Use a Markov chain model to explore subsystem reliability.

In this paper, a Markov chain is used to model subsystem reliability and explore the effects of increased robustness and repairability. After analysis, it is clear that improving robot uptime is best accomplished by a combination of increased robustness and repairability.

Of course, I was particualrly drawn to the conclusions of reliability percentages corresponding to time spent repairing. Understanding this relationship is obviuosly key to establishing design criteria.

Have you started to look at designs and evaluate what constitutes an “83% chance of being repaired within 2.5 minutes”? What sort of design process changes would you suggest to hit these metrics?

Perhaps I’m misreading this, but it seems like your chain is still 5% likely to break every 300 seconds even while you’re waiting in the pit or the queue.

I’d presume there’s some assumption of “failure rate applies to robot in motion” and the failure rate of a robot sitting in storage is comparatively negligible?

Not sure though, I didn’t dig too hard into all the math implications.

In the process of composing a response, I noticed that I made a mistake in the general solution for the steady state. It should have been <a/(a+b), b/(a+b)> and not <b/(a+b), a/(a+b)>. This has been corrected, along with some minor formatting errors. There were about 89 downloads when I swapped the file this morning; sorry for not catching it sooner.

Glad that you enjoyed it; it was fun putting together that paper. I’d also suggest that understanding the relationship between robot uptime/reliabilty as a function of repairability and robustness/durability is key. It’s enlightening to run an iteration or two of gradient ascent (or descent, depending on which side you pick to optimize). In general, an extra pound of repairability is not equivalent to an extra pound of durability/robustness.

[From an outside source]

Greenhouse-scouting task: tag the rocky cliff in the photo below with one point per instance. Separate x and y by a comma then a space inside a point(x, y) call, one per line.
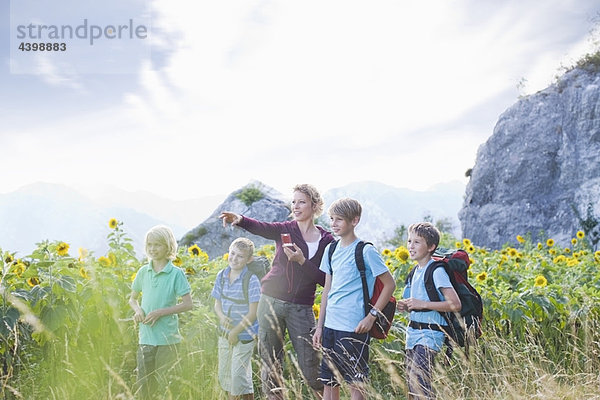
point(540, 170)
point(254, 200)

Have you started to look at designs and evaluate what constitutes an “83% chance of being repaired within 2.5 minutes”? What sort of design process changes would you suggest to hit these metrics?

That’s a very good question. The short answer is that I haven’t looked at designs, and I’m unlikely to do so. That’s primarily a function of my background (math/computer science, not manufacturing or mechanical/electrical engineering), and my recognition that many, many variables are involved in those numbers. I don’t believe there’s a closed form solution that is going to tell me how fast something is to repair or how often it’s going to break before I actually build it. And even if I had enough data to do a confidence interval on the robustness or repairability of different designs this year, it’s unlikely that the game next year will result in designs for similar mechanisms and subsystems. I’d be more interested in studying things that don’t change year to year, like the impact of prototyping, manufacturing techniques, tolerances, and preventative maintenance. Maybe I’m biased though, since that’s basically a list of the things that 6844 got wrong this year.

As far as a design process goes, I’d start by making sure you’re being strategic and thoughtful. Ask yourself and your students what the failure modes are. Idenfity the “mission impact” of the failure - “if this breaks, what does that do in a match? If this breaks, what does that do to our chances of being picked?” Estimate how frequently you’ll encounter the failure mode. Estimate how quick to repair the failure mode will be. Multiply both estimates by a safety/fudge factor. Come up with a preventative maintainence plan, and practice repairs. Consider if your repairs will have any impact on software. Build and bag spare assemblies when possible.

I also suggest that subsystem designers pick a “favorite” failure mode. For example, wheels slipping on a drivetrain might be considered a failure, as it results in a loss of propulsion - but it also means that you’re not tripping your main breaker. Pick a failure mode, optimize the other failure modes into statistical improbabilities, and then optimize that failure mode for repairability.

You’re almost right - I can see how that could be confusing, based on how I phrased things in the paper. If I update the paper again, I might change this.

On average, there’s a 5% chance that it will break in a 2.5 minute window. That average accounts for time spent in matches, time on the practice field, time tuning auto, and the rest. Not going to lie - it’s a pretty sad drivetrain.

Analytically, it changes significantly. See spoiler for details.

the mathematical details
[spoiler]I assume that you’re saying that you’d always fix after debugging, so we’d end up with a matrix like this (do me a favor and imagine square brackets around this):

w 0 1-f
1-w d 0
0 1-d f

Then, the steady state probability for being in the working state (mouthful, I know - but I don’t know how to phrase that any better) is:

If you focus on the transitions between states, then you get a form that is, in my opinion, a bit nicer:

a = 1 - w
b = 1 - d
c = 1 - f
x = 1 / (a / a + a / b + a / c)

If you want, I can go through derivation, but it would need to be typeset in LaTeX. It would be pretty unreadable here.

[/spoiler]

Interestingly, this hardly impacts the example I used.

If you put in that debugging takes, on average, 5 minutes and that fixing it takes, on average, 25 minutes (notice that when summed together, this is the same average of 30 minutes), we have a .625 for the three-state/debug model and .624 for the two-state model. This may be a mathematical coincidence rather than anything really meaningful, however.